Я осужденный, и не просто осужденный, а трудновоспитуемый; по крайней мере, таким меня считает администрация колонии. Да и мое личное дело говорит то же самое. И все же я считаю себя человеком.
Работаю я на мебельном производстве, учусь в вечерней школе, читаю газеты, журналы, художественную литературу. Хочу быть полезным людям, пока хотя бы тем, которые окружают меня сейчас. А вот доказать, что я человек, не могу.
Привезли недавно к нам в мастерскую видавший виды станок. Я его довел до такой кондиции, что он втрое поднял производительность, облегчил труд людей, стал давать высококачественную продукцию. Старший надзиратель колонии заявил мне: «Хорошо, Галаншин, молодец. Внедрять новое — это долг каждого советского гражданина, в том числе и ваш. Вы тоже граждане, только временно изолированные от общества за свои деяния». Правильно сказал. А когда я толкнулся к нему со своим личным делом, он мне сунул в нос инструкцию: нельзя.
А ведь дело-то у меня такое, что от него вся жизнь моя зависит. Не решу я его — и жить мне ни к чему. Да, да! Ни к чему. А мне говорят, инструкция. Я и просил, и требовал, и умолял. Ничего не помогло. Ну что осталось делать? Забился я в угол казармы и… заплакал. Да, да, ревел, как баба или пацан-несмышленыш. Хоть и стыдно об этом писать, а пишу, потому что факт остается фактом.
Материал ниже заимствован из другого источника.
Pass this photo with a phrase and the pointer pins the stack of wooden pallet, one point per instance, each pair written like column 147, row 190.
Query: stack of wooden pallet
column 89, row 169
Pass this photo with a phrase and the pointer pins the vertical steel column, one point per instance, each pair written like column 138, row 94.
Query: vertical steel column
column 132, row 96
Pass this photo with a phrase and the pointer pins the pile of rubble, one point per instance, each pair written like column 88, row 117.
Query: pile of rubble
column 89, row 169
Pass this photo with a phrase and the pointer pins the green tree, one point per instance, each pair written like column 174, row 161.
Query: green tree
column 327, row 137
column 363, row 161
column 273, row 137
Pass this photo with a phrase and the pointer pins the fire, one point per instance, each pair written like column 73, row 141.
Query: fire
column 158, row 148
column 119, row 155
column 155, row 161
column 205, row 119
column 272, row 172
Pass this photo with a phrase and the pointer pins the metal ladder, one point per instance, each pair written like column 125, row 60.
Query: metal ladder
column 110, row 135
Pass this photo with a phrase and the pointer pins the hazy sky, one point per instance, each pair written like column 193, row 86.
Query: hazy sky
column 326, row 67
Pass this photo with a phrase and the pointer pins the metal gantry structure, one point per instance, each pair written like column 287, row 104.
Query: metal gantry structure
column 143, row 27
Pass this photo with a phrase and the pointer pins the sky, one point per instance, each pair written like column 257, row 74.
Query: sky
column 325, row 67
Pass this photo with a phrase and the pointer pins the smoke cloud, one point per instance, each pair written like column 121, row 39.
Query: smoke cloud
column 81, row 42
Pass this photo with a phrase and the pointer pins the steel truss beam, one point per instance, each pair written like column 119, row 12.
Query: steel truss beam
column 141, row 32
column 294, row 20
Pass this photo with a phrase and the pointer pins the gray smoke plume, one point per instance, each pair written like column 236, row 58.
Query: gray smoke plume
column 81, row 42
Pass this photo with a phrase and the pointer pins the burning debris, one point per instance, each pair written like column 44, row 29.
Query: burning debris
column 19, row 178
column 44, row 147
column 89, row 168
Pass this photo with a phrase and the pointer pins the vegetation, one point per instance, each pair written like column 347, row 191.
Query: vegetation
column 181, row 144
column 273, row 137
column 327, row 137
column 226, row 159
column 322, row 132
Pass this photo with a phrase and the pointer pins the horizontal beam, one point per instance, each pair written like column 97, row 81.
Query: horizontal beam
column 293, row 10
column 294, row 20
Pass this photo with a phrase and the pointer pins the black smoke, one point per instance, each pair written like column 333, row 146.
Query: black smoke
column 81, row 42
Вы, гражданин комиссар, никогда не видели, как плачет мужчина? Плачет от обиды, оттого, что не может доказать свое право называться человеком, доказать, что у него честные, искренние стремления. Это страшные, мучительные слезы, и не дай бог никому их испытать.
Да, есть среди тех, кто рядом со мной, такие, и их немало, которые считают, что раз они начали жихтарить, то есть жить по законам преступного мира, то должны и впредь грабить, воровать, бесчинствовать, пить, играть в карты, хранить блатные тайны. Это, дескать, у них на роду написано. А кто начинает думать иначе, тот дезертир. Тюрьма — штука неприятная, но временная. Зато это школа опыта, приобретения новых корешей для дальнейшей деятельности на уголовном поприще.
Но должен сказать Вам, гражданин комиссар, что так думают не все, далеко не все.